Han Bey kaşını kaldırırak Minho'yu süzdü. 7 yaşındaki bir çocuk olmasına rağmen gözaltıları oluşmuştu
"Sorun ne o zaman?"
"Bir sorun mu var, efendim?"
Gerçekten farkında değil gibiydi. Gözlerini kırpıştırarak masum bakışlar attı
"Uykusuz gibisin"
Açık ağzıyla etrafına bakındı ve yutkundu
"Pek... Uyuyamıyorum"
"Neden? Yatak rahat mı değil?"
"Hayır şey..." gözlerini etrafta gezdirdi "Birisinin beni izlediğini hissediyorum"
Yalan değildi
Pekala uyuyamamasında yatağın da etkisi vardı ama Minho huzursuzdu. Etrafındaki korumalara alışmıştı ve onların varlığı artık rahatsız edici değildi
Başka bir şey vardı. Birisi onu sadece geceleri Jisung uyurken izliyordu
"Korumalardan mı rahatsız oluyorsun?"
"Hayır, onlar değil"
Yaşadığı o tuhaf durumu Han Bey'e anlattı. İnsanları panik etmeyi ve korkutmayı sevmezdi ama önlem almak daha iyiydi
"Pekala. Korumaları arttıracağım"
Eğilerek "Teşekkür ederim" dedi. Odadan çıkıp koltukta tek başına oturmuş sıkıntıyla ayaklarını sallayan Jisung'un yanına gitti
"Sıkıldın mı?"
"Evet!!" gülümseyerek bahçeyi gösterdi
"Dışarı çıkalım mı?"
"Annem esmerleșirsin, olmaz dedi"
"Çardakta oturursak bir şey olmaz"
"Olmaz mı?" gözleri parlarken sorduğu soruya gülümsedi Minho "Olmaz"

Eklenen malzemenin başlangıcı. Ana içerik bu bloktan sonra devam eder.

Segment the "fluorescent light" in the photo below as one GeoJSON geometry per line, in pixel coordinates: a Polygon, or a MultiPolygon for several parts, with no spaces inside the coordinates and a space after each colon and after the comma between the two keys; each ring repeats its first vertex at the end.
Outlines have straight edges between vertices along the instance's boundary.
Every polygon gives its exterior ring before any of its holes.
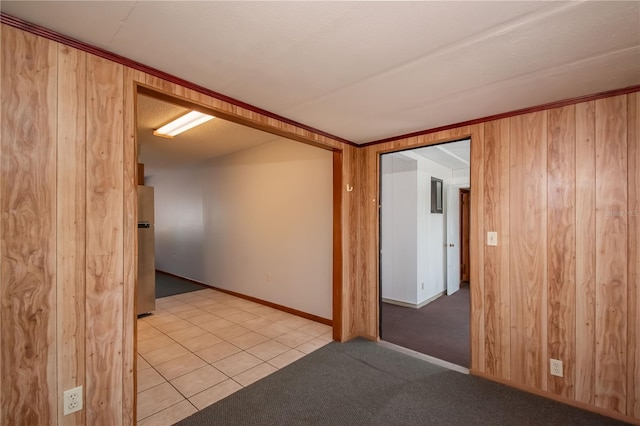
{"type": "Polygon", "coordinates": [[[176,118],[171,123],[165,124],[158,130],[154,130],[153,134],[165,138],[172,138],[182,132],[186,132],[189,129],[199,126],[202,123],[206,123],[212,118],[215,117],[212,115],[203,114],[199,111],[191,111],[183,115],[182,117],[176,118]]]}

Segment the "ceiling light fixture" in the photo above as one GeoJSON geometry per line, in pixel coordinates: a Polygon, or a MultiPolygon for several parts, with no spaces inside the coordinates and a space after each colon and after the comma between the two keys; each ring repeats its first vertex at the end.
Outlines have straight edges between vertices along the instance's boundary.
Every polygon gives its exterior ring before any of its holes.
{"type": "Polygon", "coordinates": [[[206,123],[207,121],[215,118],[212,115],[203,114],[199,111],[191,111],[182,117],[176,118],[170,123],[165,124],[158,130],[154,130],[155,136],[161,136],[163,138],[173,138],[182,132],[186,132],[196,126],[206,123]]]}

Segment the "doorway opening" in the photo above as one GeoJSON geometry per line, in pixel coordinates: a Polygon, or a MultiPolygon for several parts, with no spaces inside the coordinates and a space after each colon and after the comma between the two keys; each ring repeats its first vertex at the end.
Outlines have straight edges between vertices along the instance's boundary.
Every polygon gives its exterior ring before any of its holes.
{"type": "Polygon", "coordinates": [[[380,338],[469,368],[469,138],[380,155],[380,338]]]}

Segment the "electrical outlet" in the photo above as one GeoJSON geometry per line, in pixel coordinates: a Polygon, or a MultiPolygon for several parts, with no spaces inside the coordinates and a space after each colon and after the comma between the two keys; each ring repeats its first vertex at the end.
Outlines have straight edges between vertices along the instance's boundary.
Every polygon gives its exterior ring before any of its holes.
{"type": "Polygon", "coordinates": [[[422,290],[424,290],[424,283],[422,283],[422,290]]]}
{"type": "Polygon", "coordinates": [[[562,377],[562,361],[559,359],[551,359],[549,363],[552,376],[562,377]]]}
{"type": "Polygon", "coordinates": [[[82,386],[64,391],[64,415],[82,410],[82,386]]]}

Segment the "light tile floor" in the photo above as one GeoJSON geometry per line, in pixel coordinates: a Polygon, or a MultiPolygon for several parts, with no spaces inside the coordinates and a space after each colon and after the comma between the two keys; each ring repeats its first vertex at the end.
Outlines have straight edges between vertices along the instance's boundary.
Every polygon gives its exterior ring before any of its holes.
{"type": "Polygon", "coordinates": [[[138,320],[138,424],[171,425],[332,340],[331,327],[216,290],[138,320]]]}

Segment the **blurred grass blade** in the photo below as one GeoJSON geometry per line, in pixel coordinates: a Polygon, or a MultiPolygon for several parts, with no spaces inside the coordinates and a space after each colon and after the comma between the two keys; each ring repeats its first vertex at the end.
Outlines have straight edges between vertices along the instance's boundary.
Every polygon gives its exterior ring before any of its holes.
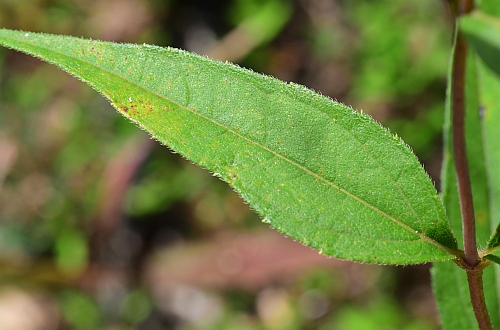
{"type": "MultiPolygon", "coordinates": [[[[467,158],[471,177],[474,211],[476,217],[476,235],[480,246],[485,246],[491,233],[490,200],[487,185],[485,151],[482,141],[481,118],[479,113],[480,94],[478,87],[477,61],[475,54],[468,54],[466,71],[466,140],[467,158]]],[[[451,95],[447,95],[445,128],[444,128],[444,160],[442,170],[442,199],[450,225],[462,247],[462,223],[460,202],[457,191],[457,178],[453,162],[451,140],[451,95]]],[[[484,270],[483,275],[485,299],[490,309],[491,321],[500,325],[498,299],[493,267],[484,270]],[[491,288],[491,290],[490,290],[491,288]]],[[[436,295],[441,324],[444,329],[469,330],[477,329],[477,321],[470,302],[467,276],[464,270],[453,262],[435,263],[432,269],[432,282],[436,295]]]]}
{"type": "Polygon", "coordinates": [[[484,63],[500,76],[500,18],[474,11],[460,19],[460,30],[484,63]]]}
{"type": "Polygon", "coordinates": [[[241,23],[241,28],[256,43],[263,43],[274,38],[292,15],[290,4],[282,0],[269,0],[259,11],[241,23]]]}
{"type": "Polygon", "coordinates": [[[259,45],[272,40],[292,16],[290,3],[268,0],[245,18],[237,28],[205,54],[219,60],[236,62],[259,45]]]}
{"type": "Polygon", "coordinates": [[[414,264],[460,255],[411,150],[302,86],[172,48],[0,30],[0,44],[89,83],[155,139],[321,253],[414,264]]]}

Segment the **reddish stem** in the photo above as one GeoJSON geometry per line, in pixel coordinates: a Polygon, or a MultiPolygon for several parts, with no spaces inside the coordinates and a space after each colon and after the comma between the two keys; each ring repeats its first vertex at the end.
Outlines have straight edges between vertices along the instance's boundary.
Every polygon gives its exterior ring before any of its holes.
{"type": "Polygon", "coordinates": [[[469,282],[469,293],[477,325],[481,330],[493,330],[488,308],[484,301],[483,289],[483,267],[476,267],[467,271],[467,281],[469,282]]]}
{"type": "MultiPolygon", "coordinates": [[[[455,0],[452,3],[455,16],[467,14],[474,8],[473,0],[455,0]]],[[[493,329],[484,298],[483,268],[489,262],[481,262],[476,245],[476,224],[474,205],[469,177],[469,164],[466,153],[465,139],[465,73],[467,66],[467,43],[459,31],[456,31],[455,48],[453,53],[451,99],[452,99],[452,135],[455,168],[457,172],[460,210],[462,213],[462,234],[464,241],[464,261],[462,267],[467,271],[469,293],[481,330],[493,329]]]]}
{"type": "Polygon", "coordinates": [[[471,266],[480,262],[476,245],[476,223],[469,177],[465,142],[465,70],[467,62],[467,44],[458,32],[453,54],[451,97],[453,105],[453,153],[457,171],[458,193],[462,213],[462,234],[464,240],[465,261],[471,266]]]}

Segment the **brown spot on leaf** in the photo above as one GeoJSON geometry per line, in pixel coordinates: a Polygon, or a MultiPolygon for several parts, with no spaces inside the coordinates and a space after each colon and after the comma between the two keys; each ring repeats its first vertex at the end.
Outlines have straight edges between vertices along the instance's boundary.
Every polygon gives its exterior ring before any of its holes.
{"type": "Polygon", "coordinates": [[[128,107],[125,107],[122,105],[117,105],[116,109],[118,109],[118,111],[120,111],[120,112],[128,112],[128,110],[129,110],[128,107]]]}

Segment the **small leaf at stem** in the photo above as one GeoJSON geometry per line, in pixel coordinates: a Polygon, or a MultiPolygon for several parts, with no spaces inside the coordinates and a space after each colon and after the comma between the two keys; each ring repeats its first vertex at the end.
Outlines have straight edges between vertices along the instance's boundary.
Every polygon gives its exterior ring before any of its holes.
{"type": "Polygon", "coordinates": [[[490,241],[488,242],[487,249],[494,249],[496,247],[500,246],[500,224],[498,225],[497,229],[491,235],[490,241]]]}
{"type": "Polygon", "coordinates": [[[484,259],[487,259],[487,260],[490,260],[490,261],[493,261],[494,263],[496,264],[499,264],[500,265],[500,257],[497,257],[496,255],[494,254],[488,254],[488,255],[485,255],[483,257],[484,259]]]}

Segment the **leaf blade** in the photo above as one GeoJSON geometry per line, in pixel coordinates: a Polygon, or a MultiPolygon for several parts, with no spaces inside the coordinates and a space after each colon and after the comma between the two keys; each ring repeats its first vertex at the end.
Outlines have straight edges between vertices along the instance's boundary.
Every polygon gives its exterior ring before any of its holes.
{"type": "Polygon", "coordinates": [[[6,30],[0,43],[89,83],[273,227],[324,254],[410,264],[460,253],[409,148],[345,105],[171,48],[6,30]]]}
{"type": "Polygon", "coordinates": [[[452,261],[435,263],[431,269],[432,289],[436,297],[443,329],[478,329],[472,312],[465,271],[452,261]]]}
{"type": "Polygon", "coordinates": [[[500,18],[476,10],[462,17],[459,26],[484,63],[500,75],[500,18]]]}
{"type": "MultiPolygon", "coordinates": [[[[500,175],[498,172],[498,161],[500,160],[500,139],[498,137],[498,125],[500,124],[500,77],[485,65],[481,65],[480,69],[482,87],[481,104],[485,112],[483,129],[490,192],[491,231],[493,232],[488,246],[483,252],[492,253],[496,250],[494,252],[495,255],[486,255],[485,258],[497,263],[500,247],[500,205],[498,204],[500,198],[500,175]]],[[[500,266],[492,264],[488,268],[493,273],[493,279],[489,287],[496,289],[492,289],[491,291],[496,292],[497,299],[500,299],[500,266]]],[[[499,314],[500,301],[497,301],[496,308],[490,307],[490,315],[498,316],[499,314]]],[[[500,327],[500,322],[496,326],[500,327]]]]}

"O zaman çıkalım~!" heyecanla koltuktan indi ve Minho'yu beklemeden koşarak dışarı çıktı. Minho güldü ve peşinden gitti
Onlar çardakta kendilerince oynarken Bayan Han yanlarına geldi
"Bu kadar oyun yeter, afacanlar" ikisinin de karşılarına geçip eğildi
"Bugün babanız sizi çok önemli bir yere götürecek"
Jisung heyecanla "Nereye, nereye?" dedi
"Baloya~"
"Nee!?" Jisung'un saniyesinde yüzü düştü ve Minho'nun arkasına geçip saklandı
"Hayır! Istemiyorum ben!"
"Ama sana yeni bir takım elbise almıştım, Jisung!"
"Istemiyorum! Bana yine o aşırı rahatsız kıyafetleri giydireceksin!"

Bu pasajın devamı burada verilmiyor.